Continuaremos a assistir a avanços tecnológicos e as situações clínicas exigirão, cada
vez mais, uma cooperação dos profissionais de saúde com a comunidade. Também
teremos um acréscimo na necessidade de cuidados prestados a idosos.
Dar a conhecer a realidade da enfermagem
ROE – E o que tem a dizer sobre o Sistema Europeu de Alta Qualidade na
Saúde?
Enf.ª AK – É um vocábulo estratégico que a EFN utiliza junto da Comissão
Europeia quando assume a defesa de temas como a formação de enfermeiros,
exercício da enfermagem, participação dos enfermeiros na tomada de decisões
políticas e qualidade dos cuidados prestados aos doentes, ou quando chama a atenção
da CE para a mobilidade de enfermeiros e pacientes.
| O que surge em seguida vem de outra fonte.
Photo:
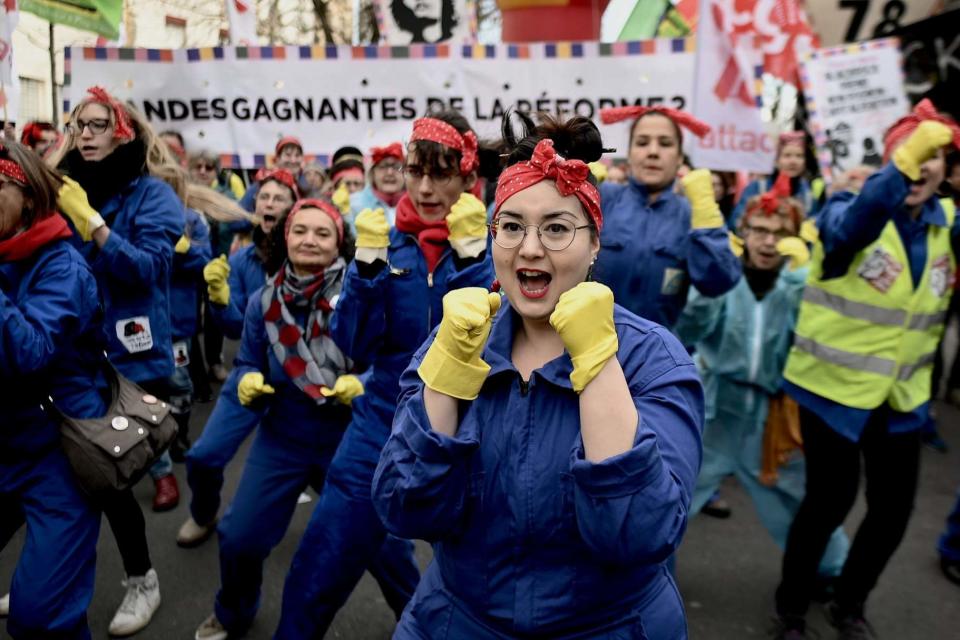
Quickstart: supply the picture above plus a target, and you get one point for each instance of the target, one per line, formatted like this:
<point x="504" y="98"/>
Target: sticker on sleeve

ROE – O trabalho que está a ser desenvolvido junto da Comissão Europeia está
a correr bem?
Enf.ª AK – Sim, temos estado a trabalha de forma continuada e neste momento
existem 30 países da European Federation of Nurses Associations representados
neste grupo de trabalho.
ROE – E a Comissão Europeia tem revelado receptividade às questões da
Enfermagem?
Enf.ª AK – Esta tarefa está a requerer muito trabalho de lobbing, pois há tendência
para acreditar que os médicos falam em nome de todos os profissionais de saúde, o
que não é correcto. Estamos praticamente a “educar” a Comissão Europeia,
explicando que somos uma profissão independente, que representamos cerca de 40%
da força de trabalho neste sector e que estamos disponíveis 24 horas, sete dias por
semana. Logo, os enfermeiros têm muito a dizer sobre a prestação de cuidados e a
organização dos serviços de saúde.
ROE – O que pensa sobre o desenvolvimento da enfermagem portuguesa?
Enf.ª AK – Muitos progressos foram feitos ao longo dos anos e deu-se um passo
muito relevante com a criação da Ordem dos Enfermeiros. É muito importante que
exista um corpo estruturado que regule o exercício profissional.
Actualmente discute-se a necessidade ou não de existirem diversas Ordens
profissionais no sector da Saúde. Pessoalmente acredito que é importante termos
Ordens distintas, consoante as profissões.